We usually see two problems when training a CNN. The first one is that the model performs bad on the training data (optimization problem). The second one is that the model performs good on the training data but bad on the validation data (overfitting).

For overfitting, one possible reason is your training data is very different with your validation data. This can be caused by many reasons. You may collected the two datasets on different time. You may used different data collectiong strategies. To solve this kind of problem, you can try to visualize the data and get an intuitive feeling of the data. For the simplest case, you may found that the validation dataset contains more images collected at night. Then you can add this kind of data to your training set or try some data augmentation techniques to generate similar images from your training set to solve this problem. How to solve the dataset inconsistency problem highly depends on your dataset. Here is an example from a kaggle winner.

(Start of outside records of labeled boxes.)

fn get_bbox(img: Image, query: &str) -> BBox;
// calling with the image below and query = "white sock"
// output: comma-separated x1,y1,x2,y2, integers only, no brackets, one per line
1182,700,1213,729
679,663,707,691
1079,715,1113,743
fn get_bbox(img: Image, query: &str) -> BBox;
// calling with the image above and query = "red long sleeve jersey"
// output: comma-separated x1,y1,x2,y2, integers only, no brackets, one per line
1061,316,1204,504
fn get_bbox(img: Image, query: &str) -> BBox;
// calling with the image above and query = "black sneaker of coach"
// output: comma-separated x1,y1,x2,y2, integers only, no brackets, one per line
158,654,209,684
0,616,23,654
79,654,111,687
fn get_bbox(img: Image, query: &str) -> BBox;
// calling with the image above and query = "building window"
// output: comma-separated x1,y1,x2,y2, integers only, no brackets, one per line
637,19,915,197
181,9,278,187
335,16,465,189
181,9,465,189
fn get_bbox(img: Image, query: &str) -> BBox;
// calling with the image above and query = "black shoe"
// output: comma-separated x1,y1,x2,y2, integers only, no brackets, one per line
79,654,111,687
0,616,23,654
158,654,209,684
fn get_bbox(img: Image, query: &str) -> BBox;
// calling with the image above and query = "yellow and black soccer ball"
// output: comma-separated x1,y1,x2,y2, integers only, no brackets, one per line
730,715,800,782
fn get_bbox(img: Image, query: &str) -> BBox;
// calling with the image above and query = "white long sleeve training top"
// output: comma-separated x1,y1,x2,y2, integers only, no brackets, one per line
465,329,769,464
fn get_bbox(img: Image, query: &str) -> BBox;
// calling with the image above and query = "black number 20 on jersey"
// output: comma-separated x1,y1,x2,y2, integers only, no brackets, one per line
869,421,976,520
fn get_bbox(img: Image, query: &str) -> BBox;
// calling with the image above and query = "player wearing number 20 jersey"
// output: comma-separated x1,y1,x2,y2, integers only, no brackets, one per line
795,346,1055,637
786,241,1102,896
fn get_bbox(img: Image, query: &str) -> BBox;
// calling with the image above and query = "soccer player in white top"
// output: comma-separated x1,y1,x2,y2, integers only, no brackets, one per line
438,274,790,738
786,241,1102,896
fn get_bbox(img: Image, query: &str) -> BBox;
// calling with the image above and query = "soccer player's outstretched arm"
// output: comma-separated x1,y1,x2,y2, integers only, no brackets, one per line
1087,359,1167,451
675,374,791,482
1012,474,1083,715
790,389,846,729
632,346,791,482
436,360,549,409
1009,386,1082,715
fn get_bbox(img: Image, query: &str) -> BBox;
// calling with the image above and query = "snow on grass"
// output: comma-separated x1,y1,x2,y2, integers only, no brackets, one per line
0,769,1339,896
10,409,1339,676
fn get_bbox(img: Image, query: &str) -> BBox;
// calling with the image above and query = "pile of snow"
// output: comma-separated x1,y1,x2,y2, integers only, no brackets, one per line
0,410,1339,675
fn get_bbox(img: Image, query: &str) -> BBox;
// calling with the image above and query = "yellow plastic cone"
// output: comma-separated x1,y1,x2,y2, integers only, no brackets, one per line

After solving the dataset inconsistency problem, what we need to do is to decrease the loss on the training dataset.

Sometimes, you will see that some activation layers are dead (the output is always zero). You can first check if you have added batch normalization before the activation layer. I you already have the batch normalizaiton layer, you can check if eps is set to be too big. If the problem is caused by ReLU, you can try to midify the initializaiton of bias and beta in BN (e.g. set it to be +1). If the first activation layer is outputting zero, then you might want to check your input data’s preprocessing and parameters intialization.

After building a good dataset and reducing loss on training dataset, we should care more about the model’s performance on validation dataset. We should keep increasing the capability of out model until we see overfitting. If the model cannot perfectly overfit the training dataset, there might be some false labeled data in our dataset.